Appearance
Authentication
All API endpoints require an API key, with a few exceptions for public data.
API key
Pass your API key in one of two ways:
- Header (recommended):
x-api-key: YOUR_KEY - Query parameter:
?apiKey=YOUR_KEY
Example
bash
curl -H "x-api-key: YOUR_KEY" \
"https://api.vaulto.ai/api/trading/valuation?eventSlug=spacex-ipo"javascript
const response = await fetch(
'https://api.vaulto.ai/api/trading/valuation?eventSlug=spacex-ipo',
{ headers: { 'x-api-key': process.env.VAULTO_API_KEY } }
);python
import requests
response = requests.get(
'https://api.vaulto.ai/api/trading/valuation',
params={'eventSlug': 'spacex-ipo'},
headers={'x-api-key': API_KEY}
)Getting an API key
- Go to the Vaulto Dashboard
- Sign in or create an account
- Navigate to API Keys and click Create Key
- Copy your key — it won't be shown again
Keep your key secure
- Store keys in environment variables, not in code
- Never commit keys to version control
- Rotate keys if you suspect they've been exposed
Trading endpoints
Trading endpoints require an additional header:
| Header | Description | Example |
|---|---|---|
x-api-key | Your API key | vaulto_abc123... |
x-user-id | Your wallet address | 0x1234...5678 |
bash
curl -H "x-api-key: YOUR_KEY" \
-H "x-user-id: 0x1234...5678" \
"https://api.vaulto.ai/api/trading/positions"Public endpoints
These endpoints don't require authentication:
| Endpoint | Description |
|---|---|
GET /api/pricing | Get current API pricing |
GET /api/trading/events | List available IPO events |
GET /api/trading/valuation | Get event pricing data |
Key management API
You can manage keys programmatically using a dashboard API key (different from regular API keys):
| Method | Path | Description |
|---|---|---|
GET /api/keys | List keys (masked) | |
POST /api/keys | Create a new key | |
DELETE /api/keys/:id | Revoke a key |
Dashboard keys are configured server-side and should never be exposed to clients.

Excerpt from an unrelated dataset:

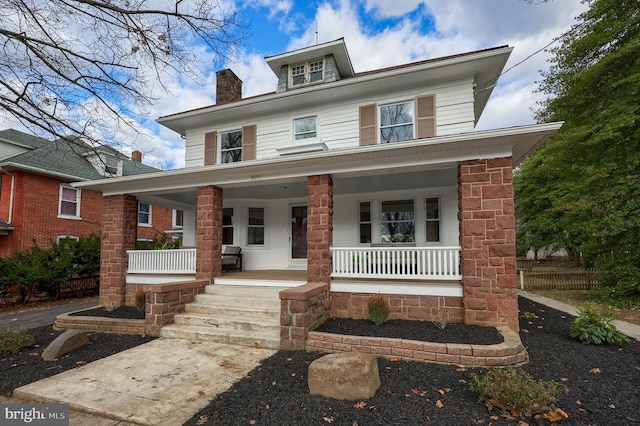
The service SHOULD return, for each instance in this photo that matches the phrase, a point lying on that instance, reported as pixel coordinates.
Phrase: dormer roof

Advanced: CORS configuration
For API server administrators
If you're running the API server and want the docs "Try it" feature to work, you need to configure CORS.
What is CORS?
The docs send requests from your browser to the API. The API must allow the docs origin in its CORS configuration.
Configuration
Set CORS_ORIGINS on your API server (e.g., Railway) as a comma-separated list:
bash
CORS_ORIGINS=https://app.vaulto.ai,https://your-docs.netlify.app,http://localhost:5173- Include the docs site origin (e.g.,
https://your-docs.netlify.app) - For local development, include
http://localhost:5173 - No trailing slashes
After changing the environment variable, redeploy the API server.